Though I could be wrong, I’m really not aware FMOD is capable of receiving a continuous stream of audio from outside, and react to it in real time.

I saw someone make an application, with Unity and fmod, that is recording the user voice and plays it in a slight delay, which is creating an echo effect, all I need to know if I can have access to the raw data of the recording, in real time, and look at the pick of the sound wave to know if there is silent or somethings is being heard, can anyone help me please?

This is possible but it requires a complicated setup of maintaining two separate FMOD systems - one for recording and one to play back the chunk of recorded data.

In terms of detecting signal you will need to use DSP::setMeteringEnabled() at the Core API level in order to get this information.

https://fmod.com/resources/documentation-api?version=2.00&page=core-api-dsp.html#dsp_setmeteringenabled

I’ve seen the link, but can’t find any examples on how this can be done. Seems to me that Fmod has an internal logic that takes time to learn, and there are not so many examples online that I can learn from. Maybe you can show me an example of how I use SetMeteringEnabled to detect the loudness of the sound recorded on the mic?

Unfortunately creating and maintaining two separate FMOD systems is a rather difficult technique even for an advanced user. It will take a lot more than a Q&A post in order to explain with examples, but the general idea is to have two systems created, one looking after playing & recording events and one that reads the chunks of recorded data back.

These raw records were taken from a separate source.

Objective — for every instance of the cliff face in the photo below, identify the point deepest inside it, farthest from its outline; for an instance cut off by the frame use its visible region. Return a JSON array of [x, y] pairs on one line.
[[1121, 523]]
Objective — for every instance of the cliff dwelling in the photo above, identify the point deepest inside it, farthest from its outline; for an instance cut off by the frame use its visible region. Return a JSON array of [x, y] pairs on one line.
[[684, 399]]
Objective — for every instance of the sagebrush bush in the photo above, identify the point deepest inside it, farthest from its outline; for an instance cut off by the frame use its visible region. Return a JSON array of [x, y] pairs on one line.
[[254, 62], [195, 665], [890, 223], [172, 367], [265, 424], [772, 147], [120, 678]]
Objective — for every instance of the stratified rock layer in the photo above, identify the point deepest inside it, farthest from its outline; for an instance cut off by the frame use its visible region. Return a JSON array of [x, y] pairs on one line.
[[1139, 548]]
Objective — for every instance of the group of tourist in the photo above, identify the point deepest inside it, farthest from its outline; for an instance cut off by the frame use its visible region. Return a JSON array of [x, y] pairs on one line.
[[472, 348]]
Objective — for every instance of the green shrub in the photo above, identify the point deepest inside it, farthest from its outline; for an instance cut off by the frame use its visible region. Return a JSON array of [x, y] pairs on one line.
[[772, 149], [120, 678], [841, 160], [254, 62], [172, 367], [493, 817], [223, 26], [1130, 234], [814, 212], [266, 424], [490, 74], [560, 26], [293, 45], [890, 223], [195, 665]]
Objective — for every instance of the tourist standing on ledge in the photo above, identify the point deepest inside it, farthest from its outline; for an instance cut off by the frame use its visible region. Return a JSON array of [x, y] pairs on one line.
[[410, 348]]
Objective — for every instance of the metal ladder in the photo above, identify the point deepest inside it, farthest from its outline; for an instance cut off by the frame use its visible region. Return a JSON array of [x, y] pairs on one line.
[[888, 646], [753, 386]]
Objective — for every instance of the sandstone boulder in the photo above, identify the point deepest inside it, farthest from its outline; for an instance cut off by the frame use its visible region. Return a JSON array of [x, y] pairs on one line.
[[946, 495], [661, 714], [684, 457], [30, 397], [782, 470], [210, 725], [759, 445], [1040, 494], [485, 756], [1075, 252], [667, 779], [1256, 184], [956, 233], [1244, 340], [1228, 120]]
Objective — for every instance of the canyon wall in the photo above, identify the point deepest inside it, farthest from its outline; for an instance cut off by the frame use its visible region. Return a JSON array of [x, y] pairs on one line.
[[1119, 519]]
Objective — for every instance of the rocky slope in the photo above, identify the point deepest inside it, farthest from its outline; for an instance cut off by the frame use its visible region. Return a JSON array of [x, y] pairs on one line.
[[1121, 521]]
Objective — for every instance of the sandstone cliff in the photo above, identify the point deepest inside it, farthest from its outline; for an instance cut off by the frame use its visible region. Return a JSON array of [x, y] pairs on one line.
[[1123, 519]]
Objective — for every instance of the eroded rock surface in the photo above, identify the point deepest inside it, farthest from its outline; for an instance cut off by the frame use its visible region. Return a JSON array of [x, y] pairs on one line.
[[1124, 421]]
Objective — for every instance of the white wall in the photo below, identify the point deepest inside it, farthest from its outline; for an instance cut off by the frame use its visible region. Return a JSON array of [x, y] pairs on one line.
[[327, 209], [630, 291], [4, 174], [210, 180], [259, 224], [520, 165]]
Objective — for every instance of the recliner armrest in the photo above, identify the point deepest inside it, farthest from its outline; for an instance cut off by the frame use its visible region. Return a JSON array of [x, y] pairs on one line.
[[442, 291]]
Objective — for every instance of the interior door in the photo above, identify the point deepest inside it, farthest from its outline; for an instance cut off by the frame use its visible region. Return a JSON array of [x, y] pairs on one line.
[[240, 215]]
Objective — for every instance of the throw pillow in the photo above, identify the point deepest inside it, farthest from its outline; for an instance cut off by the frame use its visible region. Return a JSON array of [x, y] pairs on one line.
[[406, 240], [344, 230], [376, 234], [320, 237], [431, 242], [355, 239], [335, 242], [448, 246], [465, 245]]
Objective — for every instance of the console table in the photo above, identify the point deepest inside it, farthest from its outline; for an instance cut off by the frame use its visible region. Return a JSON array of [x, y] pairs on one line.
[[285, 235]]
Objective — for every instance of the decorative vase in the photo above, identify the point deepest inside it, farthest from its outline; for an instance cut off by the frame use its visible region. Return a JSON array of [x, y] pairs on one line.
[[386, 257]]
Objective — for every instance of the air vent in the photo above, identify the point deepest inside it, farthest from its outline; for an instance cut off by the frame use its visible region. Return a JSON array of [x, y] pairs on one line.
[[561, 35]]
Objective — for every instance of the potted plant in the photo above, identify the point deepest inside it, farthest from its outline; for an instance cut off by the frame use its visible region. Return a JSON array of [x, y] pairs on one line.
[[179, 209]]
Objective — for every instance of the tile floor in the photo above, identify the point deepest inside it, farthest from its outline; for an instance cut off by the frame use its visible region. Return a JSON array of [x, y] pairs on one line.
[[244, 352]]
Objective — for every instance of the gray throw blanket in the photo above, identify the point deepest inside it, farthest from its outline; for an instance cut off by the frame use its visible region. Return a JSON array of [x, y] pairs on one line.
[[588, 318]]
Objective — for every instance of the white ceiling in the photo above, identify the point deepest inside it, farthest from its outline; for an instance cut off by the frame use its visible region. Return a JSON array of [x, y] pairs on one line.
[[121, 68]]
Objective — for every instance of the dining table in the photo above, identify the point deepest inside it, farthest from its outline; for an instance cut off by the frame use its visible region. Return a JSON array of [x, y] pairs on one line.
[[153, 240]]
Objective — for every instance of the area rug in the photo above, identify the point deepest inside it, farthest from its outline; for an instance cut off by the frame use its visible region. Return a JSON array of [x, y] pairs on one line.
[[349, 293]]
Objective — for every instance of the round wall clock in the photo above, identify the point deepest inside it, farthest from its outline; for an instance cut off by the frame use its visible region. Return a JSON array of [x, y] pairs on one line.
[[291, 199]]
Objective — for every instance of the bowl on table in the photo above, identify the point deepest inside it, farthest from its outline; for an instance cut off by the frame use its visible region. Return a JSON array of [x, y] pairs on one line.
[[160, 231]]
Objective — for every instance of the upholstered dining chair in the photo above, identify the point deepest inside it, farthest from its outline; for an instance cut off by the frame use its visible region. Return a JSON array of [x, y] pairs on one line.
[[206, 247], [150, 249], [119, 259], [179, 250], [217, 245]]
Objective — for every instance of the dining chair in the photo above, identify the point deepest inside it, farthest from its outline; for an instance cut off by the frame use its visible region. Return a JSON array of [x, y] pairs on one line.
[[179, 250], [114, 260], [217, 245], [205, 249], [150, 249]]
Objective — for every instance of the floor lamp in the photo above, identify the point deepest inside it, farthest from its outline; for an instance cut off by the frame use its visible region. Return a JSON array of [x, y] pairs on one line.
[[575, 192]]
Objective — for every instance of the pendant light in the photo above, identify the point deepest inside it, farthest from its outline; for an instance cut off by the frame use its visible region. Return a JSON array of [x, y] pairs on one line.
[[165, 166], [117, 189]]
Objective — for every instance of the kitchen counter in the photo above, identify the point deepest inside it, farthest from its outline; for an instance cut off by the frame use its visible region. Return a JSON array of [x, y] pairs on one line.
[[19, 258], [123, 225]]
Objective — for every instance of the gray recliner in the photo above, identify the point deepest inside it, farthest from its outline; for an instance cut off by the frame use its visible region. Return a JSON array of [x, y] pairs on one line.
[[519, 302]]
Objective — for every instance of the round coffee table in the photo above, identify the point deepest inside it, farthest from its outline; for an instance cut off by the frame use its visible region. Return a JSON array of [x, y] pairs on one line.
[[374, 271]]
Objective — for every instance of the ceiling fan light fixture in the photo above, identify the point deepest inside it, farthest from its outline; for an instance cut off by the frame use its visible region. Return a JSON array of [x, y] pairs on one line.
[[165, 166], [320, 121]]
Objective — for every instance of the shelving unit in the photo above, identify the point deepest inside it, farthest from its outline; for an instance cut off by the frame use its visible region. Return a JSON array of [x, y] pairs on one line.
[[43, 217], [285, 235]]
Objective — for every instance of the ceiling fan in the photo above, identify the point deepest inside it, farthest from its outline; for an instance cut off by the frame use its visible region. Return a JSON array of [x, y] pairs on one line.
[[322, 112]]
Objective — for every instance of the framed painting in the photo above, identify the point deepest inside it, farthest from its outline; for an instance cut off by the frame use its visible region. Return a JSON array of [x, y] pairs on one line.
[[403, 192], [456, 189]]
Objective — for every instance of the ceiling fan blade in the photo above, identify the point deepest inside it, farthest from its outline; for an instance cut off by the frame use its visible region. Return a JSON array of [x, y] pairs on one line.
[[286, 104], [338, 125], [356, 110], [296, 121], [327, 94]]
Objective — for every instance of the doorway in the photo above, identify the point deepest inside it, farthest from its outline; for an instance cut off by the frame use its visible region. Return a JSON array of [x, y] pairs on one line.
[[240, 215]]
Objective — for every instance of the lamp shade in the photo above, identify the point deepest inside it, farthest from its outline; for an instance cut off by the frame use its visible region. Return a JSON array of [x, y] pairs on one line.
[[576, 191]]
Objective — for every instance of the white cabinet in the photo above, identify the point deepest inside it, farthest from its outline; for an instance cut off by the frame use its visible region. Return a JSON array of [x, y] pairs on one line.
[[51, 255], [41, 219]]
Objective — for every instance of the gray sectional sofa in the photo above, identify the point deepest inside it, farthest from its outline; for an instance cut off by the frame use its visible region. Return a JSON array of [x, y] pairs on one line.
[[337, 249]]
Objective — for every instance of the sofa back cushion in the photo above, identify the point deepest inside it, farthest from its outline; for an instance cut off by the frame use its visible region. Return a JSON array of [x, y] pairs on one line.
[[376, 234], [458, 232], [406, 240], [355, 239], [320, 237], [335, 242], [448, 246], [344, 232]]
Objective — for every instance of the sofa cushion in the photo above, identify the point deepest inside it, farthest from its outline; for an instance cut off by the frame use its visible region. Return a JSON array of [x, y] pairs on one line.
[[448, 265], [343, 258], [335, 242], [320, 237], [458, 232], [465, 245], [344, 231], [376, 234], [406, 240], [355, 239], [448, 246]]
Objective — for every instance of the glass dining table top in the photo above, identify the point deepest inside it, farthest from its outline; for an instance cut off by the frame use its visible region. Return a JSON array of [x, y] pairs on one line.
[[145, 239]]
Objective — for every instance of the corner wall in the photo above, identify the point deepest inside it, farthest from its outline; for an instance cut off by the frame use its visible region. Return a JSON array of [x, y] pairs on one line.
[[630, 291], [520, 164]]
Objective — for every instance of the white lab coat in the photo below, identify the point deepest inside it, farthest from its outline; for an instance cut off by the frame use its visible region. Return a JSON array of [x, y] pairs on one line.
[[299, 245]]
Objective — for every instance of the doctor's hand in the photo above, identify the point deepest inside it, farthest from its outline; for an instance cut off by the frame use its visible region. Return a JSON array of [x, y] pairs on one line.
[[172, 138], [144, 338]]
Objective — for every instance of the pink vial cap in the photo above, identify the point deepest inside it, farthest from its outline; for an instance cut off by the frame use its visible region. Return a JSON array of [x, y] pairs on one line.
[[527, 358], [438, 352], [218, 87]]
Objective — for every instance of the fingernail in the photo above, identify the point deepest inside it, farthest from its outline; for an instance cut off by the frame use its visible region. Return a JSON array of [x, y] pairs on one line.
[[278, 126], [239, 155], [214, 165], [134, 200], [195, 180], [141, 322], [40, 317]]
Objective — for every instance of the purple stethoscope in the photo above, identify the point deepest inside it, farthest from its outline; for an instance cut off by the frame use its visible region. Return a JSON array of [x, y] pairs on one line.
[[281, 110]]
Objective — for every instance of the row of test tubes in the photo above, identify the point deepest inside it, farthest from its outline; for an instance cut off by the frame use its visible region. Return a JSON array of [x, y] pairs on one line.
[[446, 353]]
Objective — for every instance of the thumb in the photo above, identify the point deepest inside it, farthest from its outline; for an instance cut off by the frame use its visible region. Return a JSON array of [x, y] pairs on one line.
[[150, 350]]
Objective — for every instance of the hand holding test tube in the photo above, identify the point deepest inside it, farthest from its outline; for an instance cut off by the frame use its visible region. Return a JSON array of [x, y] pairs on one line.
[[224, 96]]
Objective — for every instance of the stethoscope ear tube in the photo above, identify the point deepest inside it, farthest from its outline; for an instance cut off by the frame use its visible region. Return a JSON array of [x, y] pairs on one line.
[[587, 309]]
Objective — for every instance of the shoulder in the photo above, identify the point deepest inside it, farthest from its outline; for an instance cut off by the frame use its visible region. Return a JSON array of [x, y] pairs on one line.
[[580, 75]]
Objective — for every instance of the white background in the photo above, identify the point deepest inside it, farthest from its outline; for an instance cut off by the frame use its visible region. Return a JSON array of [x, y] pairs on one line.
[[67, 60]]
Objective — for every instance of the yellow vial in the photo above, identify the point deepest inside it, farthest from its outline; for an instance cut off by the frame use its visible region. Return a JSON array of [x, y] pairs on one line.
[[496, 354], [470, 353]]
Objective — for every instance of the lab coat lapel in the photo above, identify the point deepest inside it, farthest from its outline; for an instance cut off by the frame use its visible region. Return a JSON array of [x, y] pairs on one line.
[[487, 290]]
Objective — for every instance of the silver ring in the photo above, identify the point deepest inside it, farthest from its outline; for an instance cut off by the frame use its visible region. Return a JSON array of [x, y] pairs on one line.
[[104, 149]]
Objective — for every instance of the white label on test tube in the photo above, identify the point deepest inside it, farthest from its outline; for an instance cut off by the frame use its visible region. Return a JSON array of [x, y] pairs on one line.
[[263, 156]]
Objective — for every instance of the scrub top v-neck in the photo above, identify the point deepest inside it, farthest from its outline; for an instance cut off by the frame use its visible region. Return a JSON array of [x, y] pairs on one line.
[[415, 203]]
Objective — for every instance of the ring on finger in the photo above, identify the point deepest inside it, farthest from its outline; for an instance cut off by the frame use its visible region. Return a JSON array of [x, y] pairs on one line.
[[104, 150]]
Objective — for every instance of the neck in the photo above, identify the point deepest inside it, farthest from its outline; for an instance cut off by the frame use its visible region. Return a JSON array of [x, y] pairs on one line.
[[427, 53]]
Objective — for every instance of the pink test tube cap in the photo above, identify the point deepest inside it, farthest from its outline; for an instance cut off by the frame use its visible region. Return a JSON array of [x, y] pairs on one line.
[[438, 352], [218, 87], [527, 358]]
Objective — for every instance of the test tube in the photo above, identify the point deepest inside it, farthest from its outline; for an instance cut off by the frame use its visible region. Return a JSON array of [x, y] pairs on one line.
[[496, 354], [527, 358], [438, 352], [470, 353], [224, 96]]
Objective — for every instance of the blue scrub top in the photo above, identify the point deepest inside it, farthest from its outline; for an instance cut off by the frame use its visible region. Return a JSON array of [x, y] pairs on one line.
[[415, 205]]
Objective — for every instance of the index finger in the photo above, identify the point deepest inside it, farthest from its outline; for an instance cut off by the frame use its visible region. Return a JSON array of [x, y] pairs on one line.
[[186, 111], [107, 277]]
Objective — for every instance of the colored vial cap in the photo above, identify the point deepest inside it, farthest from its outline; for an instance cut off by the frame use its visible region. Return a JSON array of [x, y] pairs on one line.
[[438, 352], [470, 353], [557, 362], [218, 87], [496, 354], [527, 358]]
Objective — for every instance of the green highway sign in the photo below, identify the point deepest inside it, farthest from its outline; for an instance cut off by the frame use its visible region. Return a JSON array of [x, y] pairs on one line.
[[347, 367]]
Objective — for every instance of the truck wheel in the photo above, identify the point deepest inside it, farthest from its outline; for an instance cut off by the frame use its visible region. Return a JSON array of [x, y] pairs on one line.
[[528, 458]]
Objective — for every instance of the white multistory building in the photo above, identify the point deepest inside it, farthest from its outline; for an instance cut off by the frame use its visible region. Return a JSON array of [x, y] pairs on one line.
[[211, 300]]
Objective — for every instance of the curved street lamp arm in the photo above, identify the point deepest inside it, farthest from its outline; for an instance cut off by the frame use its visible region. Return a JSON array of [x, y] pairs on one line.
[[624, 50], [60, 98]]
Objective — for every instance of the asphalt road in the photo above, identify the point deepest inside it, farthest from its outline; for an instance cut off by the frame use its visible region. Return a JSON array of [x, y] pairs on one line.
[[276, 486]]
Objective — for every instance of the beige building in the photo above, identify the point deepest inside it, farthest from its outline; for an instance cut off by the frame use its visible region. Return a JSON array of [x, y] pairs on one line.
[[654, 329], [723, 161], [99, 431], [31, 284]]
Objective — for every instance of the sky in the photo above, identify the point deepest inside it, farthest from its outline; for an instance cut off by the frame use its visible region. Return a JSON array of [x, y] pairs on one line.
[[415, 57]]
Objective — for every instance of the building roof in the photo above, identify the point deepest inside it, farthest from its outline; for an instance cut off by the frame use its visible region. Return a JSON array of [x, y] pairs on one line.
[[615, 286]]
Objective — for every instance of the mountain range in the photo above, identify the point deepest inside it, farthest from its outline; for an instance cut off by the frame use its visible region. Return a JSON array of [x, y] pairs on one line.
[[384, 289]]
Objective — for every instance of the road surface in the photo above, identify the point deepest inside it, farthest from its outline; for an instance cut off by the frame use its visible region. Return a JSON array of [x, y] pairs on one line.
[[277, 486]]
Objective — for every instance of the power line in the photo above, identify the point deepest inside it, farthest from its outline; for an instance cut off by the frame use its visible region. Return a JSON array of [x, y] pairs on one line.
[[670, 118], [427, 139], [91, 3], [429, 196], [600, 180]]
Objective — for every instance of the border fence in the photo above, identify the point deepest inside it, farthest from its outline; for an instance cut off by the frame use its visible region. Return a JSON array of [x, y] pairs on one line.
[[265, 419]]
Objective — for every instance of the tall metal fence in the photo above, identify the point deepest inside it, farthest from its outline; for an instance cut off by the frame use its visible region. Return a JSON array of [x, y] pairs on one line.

In terms of using the setMeteringEnabled you will need to use the DSP head of the ChannelGroup of where you are recording the mic. Then you can enable the metering here and grab the data as needed. Unfortunately this is another “too big for a single post” answer, but you can look into using DSPs in the dsp_effect_per_speaker.cpp example in the FMOD API installation.

You can start recording with System::recordStart, this will record into an FMOD::Sound. You can access the audio directly by calling Sound::lock. This is quite low level, you’ll need to monitor System::getRecordPosition to know which parts of the FMOD::Sound have been written to and processing the audio to detect silence / words is a process you’ll need to implement yourself.

We have two C++ examples for this stuff, “record” and “record_enumeration”, these are part of the Core API examples shipping with our API installer. While using this API in C# for Unity is possible, we don’t provide examples for it.